The Good Shepherd Sisters answered a request for help from Bishop Paul Ambrose Bigandet, the first apostolic vicar of Lower Myanmar, arriving in 1866.
The pioneering sisters experienced many trials in the underdeveloped region inhabited by myriad ethnic tribes. The people suffered poverty, ethnic civil wars, illiteracy, and corruption. On top of this, the country suffered natural disasters like drought and floods. Low-technology farming, poor communication, and poor transportation systems also posed barriers.
In the 1960s the country went through a nationalization drive accompanied by an ideology of Burmese socialism. The anti-Western trend included xenophobia that worked to suppress the missionaries and isolate the country. The trends had disastrous impacts on the country's economy and worsened poverty.
Christian institutions were seen with suspicion and considered foreign. They were confiscated, and all nuns and missionaries were driven out of the country and the institutions fell into the hands of corrupt and unqualified staff. This led to the deterioration of education, health and social services in the country.

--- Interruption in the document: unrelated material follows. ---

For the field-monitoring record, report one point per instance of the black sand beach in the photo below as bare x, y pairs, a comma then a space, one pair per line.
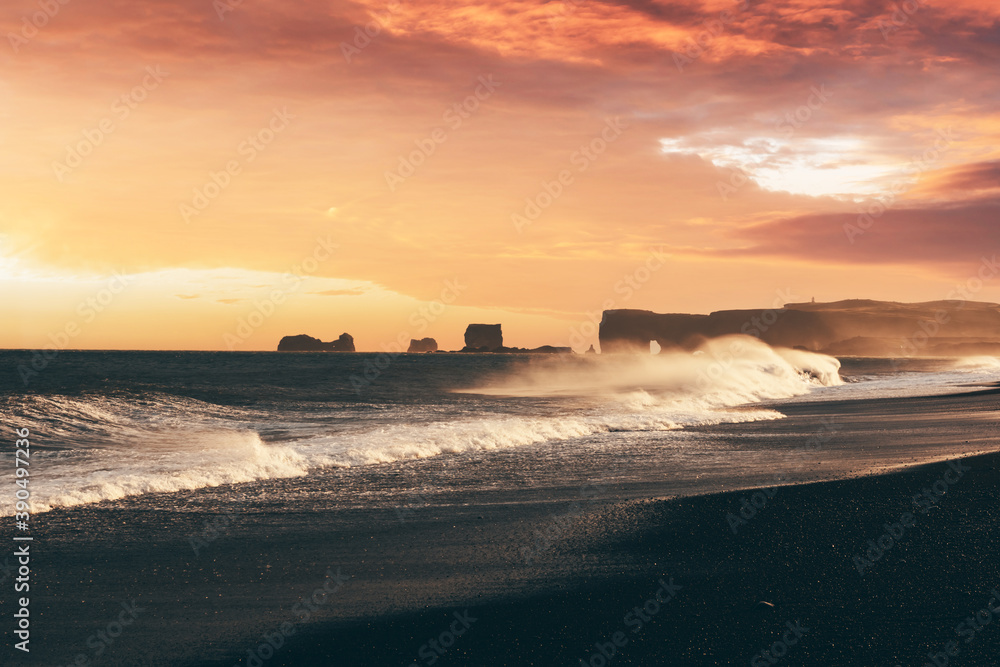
384, 589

Meanwhile, a few Good Shepherd sisters returned in 1973 to re-establish the Good Shepherd missions. They engaged themselves in teaching catechism and the English language in seminaries.

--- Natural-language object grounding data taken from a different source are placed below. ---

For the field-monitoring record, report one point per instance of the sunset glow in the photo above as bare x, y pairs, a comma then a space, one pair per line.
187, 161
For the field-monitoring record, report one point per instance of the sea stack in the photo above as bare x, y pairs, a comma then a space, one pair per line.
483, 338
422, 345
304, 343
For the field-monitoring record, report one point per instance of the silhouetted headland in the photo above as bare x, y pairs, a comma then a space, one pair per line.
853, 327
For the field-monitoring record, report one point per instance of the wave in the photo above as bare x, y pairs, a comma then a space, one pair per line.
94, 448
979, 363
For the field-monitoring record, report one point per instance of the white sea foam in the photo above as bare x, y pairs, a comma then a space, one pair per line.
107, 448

From 1973 to the present, the Good Shepherd mission has grown remarkably in pastoral activities. The sisters are active in several dioceses and have established a strategic network with the local administration and NGOs. There are more than 50 sisters serving in over six communities in Myanmar.
The sisters now help provide education and vocational training for young women in social crisis. The sisters are active in healthcare. They run a boarding school for poor girls and day-care centers for HIV-positive children and the children of parents living with HIV or drug addiction.
The sisters also care for prostitutes, women at risk of human trafficking, and street children. They are active in prison ministry, social outreach and advocacy programs on human rights and dignity, gender equality, pro-life issues, ecology, justice and peace. They are active in interreligious dialogue, especially with Buddhists who constitute the majority religion in Myanmar.